4.5. Performance Comparison of Classifiers Using Feature Fusion
We also conducted experiments employing feature fusion (TF + TF-IDF) to compare classifiers to demonstrate the usefulness, efficiency, and robustness of machine learning models. It is evident that LR, SGD, and VC(LR+SGD) beat other models with a 92% value in terms of Accuracy, Precision, Recall, and F1-score utilizing feature fusion (TF + TF-IDF) while assessing sentiments from tweets connected to COVID-19. As demonstrated in
Table 6, ETC beat other models in terms of Precision, Recall, and F1-score, with a 92% value. With feature fusion, NB and GBM did not perform well, and their outcomes are consistent with those of TFIDF. Using feature fusion, NB outperformed Word2vec with a performance of 88.39% accuracy compared to 68.94% accuracy. For the sentiment analysis of COVID-19 tweets, GBM has also demonstrated marginally superior performance utilizing feature fusion as compared to Word2vec.

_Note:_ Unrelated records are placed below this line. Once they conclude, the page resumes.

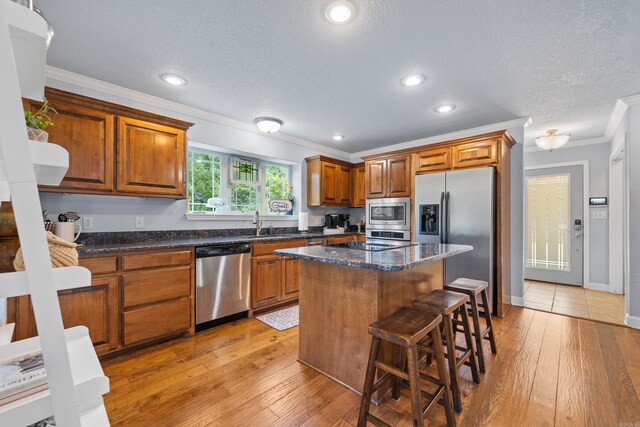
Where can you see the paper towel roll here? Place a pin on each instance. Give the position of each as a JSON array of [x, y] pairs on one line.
[[303, 221]]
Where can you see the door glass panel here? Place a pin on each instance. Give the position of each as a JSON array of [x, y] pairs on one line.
[[548, 222]]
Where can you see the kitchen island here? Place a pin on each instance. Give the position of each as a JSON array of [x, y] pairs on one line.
[[343, 290]]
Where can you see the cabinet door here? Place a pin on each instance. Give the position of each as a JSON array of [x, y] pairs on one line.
[[344, 185], [95, 307], [151, 159], [88, 136], [290, 278], [399, 175], [475, 154], [376, 179], [438, 159], [266, 281], [329, 178], [358, 198]]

4.6. Performance Comparison
A performance comparison is also carried out for the proposed approach. Existing studies utilize a large range of machine learning models for sentiment analysis. For example, Ref. [
62] utilizes RF, XGboost, support vector classifier (SVC), ETC, and decision tree (DT). The study reports the best results using ETC with a 93% accuracy score. Similarly, Ref. [
16] made use of a support vector machine (SVM) for sentiment analysis and obtained 79% accuracy. Comparison results given in
Table 7 indicate that the proposed voting classifier in this study shows better results than existing studies and archives the highest accuracy of 99%.
4.7. Results of Cross-Validation
A 10-fold cross-validation is carried out to validate the performance of the proposed approach, and results are presented in
Table 8. It can be observed that the proposed model provides an average accuracy of 99.5% while the average values for precision, recall, and F score are 99.5%, 99.2%, and 99.5%, respectively.
4.8. Discussion
It is evident from the findings presented above that machine learning models were successful in extracting public sentiment from a tweet-based dataset. A wide range of feature engineering approaches, including TF, TF-IDF, TF + TF-IDF, and Word2vec, have been used in several trials. Using TF, ETC, RF, LR, SGD, and VC (LR+ SGD) were able to obtain accuracy, precision, recall, and F1-score values greater than 92%. Except for GBM, all other supervised learning models employed in the experiment performed better when using TF-IDF than TF. However, employing Word2vec for sentiment analysis of tweets has not shown satisfactory results for supervised machine learning models. Results indicate that Word2vec is not enhancing classifier effectiveness when categorizing tweet-based data. We also assessed models employing feature fusion of TF and TF-IDF to demonstrate the efficacy of supervised machine learning models. The feature fusion improved the performance of LR, SGD, and VC(LR+SGD).
Table 6 demonstrates that LR and SGD have obtained strong results, with 92% values for Accuracy, Recall, Precision, and F1-score. However, the values of their results are comparable to those of their voting ensemble, VC(LR+SGD). The ETC classifier outperforms all other models using TF, TFIDF, TF + TF-IDF, and Word2vec, according to experimental data. Using TF-IDF, it can be seen that ETC outperformed all other models and can analyze tweet sentiment with 94.74% accuracy, 95% precision, recall, and F1-score.